While the release of Zack Snyder's Justice League has been the main big news in the DCEU fandom in the past year, an important side-story was the accusations of abusive behavior that Cyborg actor Ray Fisher has leveled at filmmaker Joss Whedon from their time spent together on the sets of 2017's Justice League. In a new interview with VanityFair, Fisher described Whedon's attitude as being responsible for "gaslighting" the film's cast and crew.
"What ended up happening, I think, was a bit of a collaborative gaslighting that we got from Joss. We ended up getting an email prior to the reshoot, I think it was sent out to the entire cast. It was an email saying, "Hey, we're really trying to pull this together. Obviously this is a tough situation. Any questions, comments, blah, blah, blah, feel free to pass them along." We learned pretty quickly that that was not the case at all. That was just the niceties for what was really going to be happening, which is, well, I'm not going to get too much into that. The thing is, there's an ongoing investigation with respect to that, and we're trying to get everything back on track with that."
While the initial email seemed promising enough, Ray Fisher goes on to state that it was apparent early on that Joss Whedon was still upset over the poor reception to his previous superhero movie, Age of Ultron, which ended up informing his decisions on the sets of Justice League.
"You can see it in some of the scenes that were produced. Flash falling on Wonder Woman's [chest] is something that he yanked out of Age of Ultron and just copy-pasted here. In my first conversation creatively with him, he kept accidentally calling "Diana" "Natasha," which is crazy stuff. This was in the conversation that they made me have with him prior to giving me the script. There was a lot of belittling on set. There was a lot of mocking, both of previous work and of actors and people.He compared me at one point to Robert Downey Jr. And said, "Listen, I don't like to take notes from anybody, not even Robert Downey Jr." And I said, "Well, okay. Be that as it may..."

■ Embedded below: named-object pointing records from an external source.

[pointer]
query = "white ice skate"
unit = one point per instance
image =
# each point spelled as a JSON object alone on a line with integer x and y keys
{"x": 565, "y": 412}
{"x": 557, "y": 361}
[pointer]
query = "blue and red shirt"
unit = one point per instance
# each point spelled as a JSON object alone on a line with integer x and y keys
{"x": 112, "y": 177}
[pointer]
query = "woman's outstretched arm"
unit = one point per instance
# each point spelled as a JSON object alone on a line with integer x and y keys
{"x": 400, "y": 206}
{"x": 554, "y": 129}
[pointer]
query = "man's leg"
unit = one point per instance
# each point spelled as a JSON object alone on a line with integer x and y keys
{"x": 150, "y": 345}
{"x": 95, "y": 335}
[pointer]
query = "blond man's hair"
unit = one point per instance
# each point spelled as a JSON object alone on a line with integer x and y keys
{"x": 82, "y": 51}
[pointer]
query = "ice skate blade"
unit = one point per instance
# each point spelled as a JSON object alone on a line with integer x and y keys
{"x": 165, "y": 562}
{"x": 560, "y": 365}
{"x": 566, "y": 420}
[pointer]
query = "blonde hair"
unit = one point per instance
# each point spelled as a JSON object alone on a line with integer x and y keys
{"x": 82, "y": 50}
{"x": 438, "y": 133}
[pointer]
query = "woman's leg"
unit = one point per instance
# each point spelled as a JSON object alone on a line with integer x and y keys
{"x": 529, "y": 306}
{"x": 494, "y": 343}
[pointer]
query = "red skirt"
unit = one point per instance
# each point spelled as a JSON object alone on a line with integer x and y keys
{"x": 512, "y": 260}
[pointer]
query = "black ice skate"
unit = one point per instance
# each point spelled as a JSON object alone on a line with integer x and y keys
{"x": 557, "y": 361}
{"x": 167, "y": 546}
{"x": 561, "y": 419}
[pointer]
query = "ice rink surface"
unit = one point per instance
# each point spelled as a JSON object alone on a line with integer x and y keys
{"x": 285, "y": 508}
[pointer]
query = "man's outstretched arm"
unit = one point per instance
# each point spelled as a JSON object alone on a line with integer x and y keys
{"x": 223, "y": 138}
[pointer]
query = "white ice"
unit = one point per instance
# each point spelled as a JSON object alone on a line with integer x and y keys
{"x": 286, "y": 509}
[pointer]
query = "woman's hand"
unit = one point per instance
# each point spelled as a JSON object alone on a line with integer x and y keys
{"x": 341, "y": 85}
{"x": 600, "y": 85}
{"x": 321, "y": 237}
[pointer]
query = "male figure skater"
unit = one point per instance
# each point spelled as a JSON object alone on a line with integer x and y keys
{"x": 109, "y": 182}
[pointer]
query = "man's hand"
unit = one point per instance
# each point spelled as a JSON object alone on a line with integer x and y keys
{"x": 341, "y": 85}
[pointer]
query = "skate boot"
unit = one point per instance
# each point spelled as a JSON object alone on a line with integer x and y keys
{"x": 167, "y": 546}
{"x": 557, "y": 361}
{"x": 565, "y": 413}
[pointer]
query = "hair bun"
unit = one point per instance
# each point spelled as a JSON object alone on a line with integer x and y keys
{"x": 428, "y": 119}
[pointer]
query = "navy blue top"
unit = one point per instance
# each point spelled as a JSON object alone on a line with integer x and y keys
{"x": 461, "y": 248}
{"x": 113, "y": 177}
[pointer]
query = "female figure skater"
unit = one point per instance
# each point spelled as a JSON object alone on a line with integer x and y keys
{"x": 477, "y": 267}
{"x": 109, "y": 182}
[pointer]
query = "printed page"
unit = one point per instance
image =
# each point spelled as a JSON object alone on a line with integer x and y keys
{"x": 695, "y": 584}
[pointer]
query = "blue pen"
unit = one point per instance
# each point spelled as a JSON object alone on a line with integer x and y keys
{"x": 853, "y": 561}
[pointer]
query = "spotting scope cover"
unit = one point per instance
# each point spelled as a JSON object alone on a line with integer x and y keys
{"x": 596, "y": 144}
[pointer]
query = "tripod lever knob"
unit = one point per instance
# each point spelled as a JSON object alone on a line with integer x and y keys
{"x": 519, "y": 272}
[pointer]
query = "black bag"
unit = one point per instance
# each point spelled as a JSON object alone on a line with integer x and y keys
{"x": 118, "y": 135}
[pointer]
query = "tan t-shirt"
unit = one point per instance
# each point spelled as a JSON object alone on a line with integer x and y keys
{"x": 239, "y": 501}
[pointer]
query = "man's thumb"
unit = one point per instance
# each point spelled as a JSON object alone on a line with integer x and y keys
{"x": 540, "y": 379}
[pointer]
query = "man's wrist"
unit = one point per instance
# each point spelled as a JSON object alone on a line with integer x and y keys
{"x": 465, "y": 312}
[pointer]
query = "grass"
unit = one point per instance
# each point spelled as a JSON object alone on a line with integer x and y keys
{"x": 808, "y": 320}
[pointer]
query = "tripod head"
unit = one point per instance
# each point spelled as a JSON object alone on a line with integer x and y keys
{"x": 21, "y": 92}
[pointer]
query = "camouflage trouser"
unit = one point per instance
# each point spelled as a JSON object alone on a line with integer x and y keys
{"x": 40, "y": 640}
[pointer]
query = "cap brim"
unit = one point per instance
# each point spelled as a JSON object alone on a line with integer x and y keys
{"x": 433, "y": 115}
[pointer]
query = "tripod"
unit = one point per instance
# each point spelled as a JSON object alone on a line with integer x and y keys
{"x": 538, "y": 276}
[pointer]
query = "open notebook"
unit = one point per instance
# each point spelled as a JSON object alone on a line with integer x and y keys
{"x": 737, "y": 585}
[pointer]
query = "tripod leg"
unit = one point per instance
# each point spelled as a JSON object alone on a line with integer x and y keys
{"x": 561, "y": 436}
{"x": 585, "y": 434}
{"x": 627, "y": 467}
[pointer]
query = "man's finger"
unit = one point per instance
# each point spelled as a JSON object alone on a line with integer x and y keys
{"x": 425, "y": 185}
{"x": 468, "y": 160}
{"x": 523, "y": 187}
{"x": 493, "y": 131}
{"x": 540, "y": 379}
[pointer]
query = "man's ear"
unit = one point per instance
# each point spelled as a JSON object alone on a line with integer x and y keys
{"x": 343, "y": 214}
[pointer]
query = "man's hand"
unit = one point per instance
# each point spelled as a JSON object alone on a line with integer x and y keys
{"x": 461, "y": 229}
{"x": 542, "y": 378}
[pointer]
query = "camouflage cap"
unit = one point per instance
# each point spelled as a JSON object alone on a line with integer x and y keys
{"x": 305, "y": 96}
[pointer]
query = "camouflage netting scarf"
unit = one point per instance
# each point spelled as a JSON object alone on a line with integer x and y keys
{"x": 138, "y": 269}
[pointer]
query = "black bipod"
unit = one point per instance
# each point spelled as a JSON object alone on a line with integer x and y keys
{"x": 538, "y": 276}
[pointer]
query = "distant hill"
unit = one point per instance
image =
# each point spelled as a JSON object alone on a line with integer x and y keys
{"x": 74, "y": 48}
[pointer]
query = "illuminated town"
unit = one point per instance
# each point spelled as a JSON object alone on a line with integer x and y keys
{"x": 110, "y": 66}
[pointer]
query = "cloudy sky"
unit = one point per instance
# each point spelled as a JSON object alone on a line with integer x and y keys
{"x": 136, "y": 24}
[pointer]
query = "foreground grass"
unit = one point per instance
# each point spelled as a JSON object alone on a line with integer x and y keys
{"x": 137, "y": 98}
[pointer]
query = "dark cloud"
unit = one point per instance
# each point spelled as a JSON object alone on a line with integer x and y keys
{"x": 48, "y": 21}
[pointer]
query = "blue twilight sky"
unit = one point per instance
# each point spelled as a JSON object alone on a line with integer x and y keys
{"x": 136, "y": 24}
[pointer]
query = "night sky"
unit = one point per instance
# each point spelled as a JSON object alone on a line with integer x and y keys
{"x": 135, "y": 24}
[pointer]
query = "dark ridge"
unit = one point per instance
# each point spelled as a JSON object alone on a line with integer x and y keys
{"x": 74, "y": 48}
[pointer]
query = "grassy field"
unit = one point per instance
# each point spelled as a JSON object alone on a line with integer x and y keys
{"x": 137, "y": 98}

It seems from Fisher's account that Whedon saw Justice League as a way to make up for the reception to Age of Ultron, even though the two franchises are wildly different in terms of themes and tone. After that dig regarding Robert Downey Jr., Fisher explains that he realized filming the movie was not going to be the kind of collaborative experience the initial email had promised.
"That was the first phone conversation he and I had had about the actual script. And so, two notes in, he cuts me off flat out and goes, boom. This is what it is. And I go, "Okay, the email that you sent was not what I'm getting right now. So I'll take the cue and just back off it." But you can tell he had a lot of resentment for what the situation was with the Marvel side of things. It just felt weird and odd. But we ended up getting the brunt of a lot of whatever he was going through at the time. I don't know what that was, but whatever it is, can't continue.... This kind of stuff can't keep going. I mean, I said it before: If this is the only film I'm blessed to do, I'll take it and go, because there's never going to be another film that happens like this."
Zack Snyder's Justice League stars Ben Affleck as Batman, Gal Gadot as Wonder Woman, Henry Cavill as Superman, Amy Adams as Lois Lane, Jason Momoa as Aquaman, Ezra Miller as The Flash, Ray Fisher as Cyborg, Jeremy Irons as Alfred Pennyworth, Diane Lane as Martha Kent, Ray Porter as Darkseid, Ciarán Hinds as Steppenwolf, Jesse Eisenberg as Lex Luthor and J.K. Simmons as Commissioner Gordon. The film arrives on HBO Max on March 18. This news comes from Vanity Fair.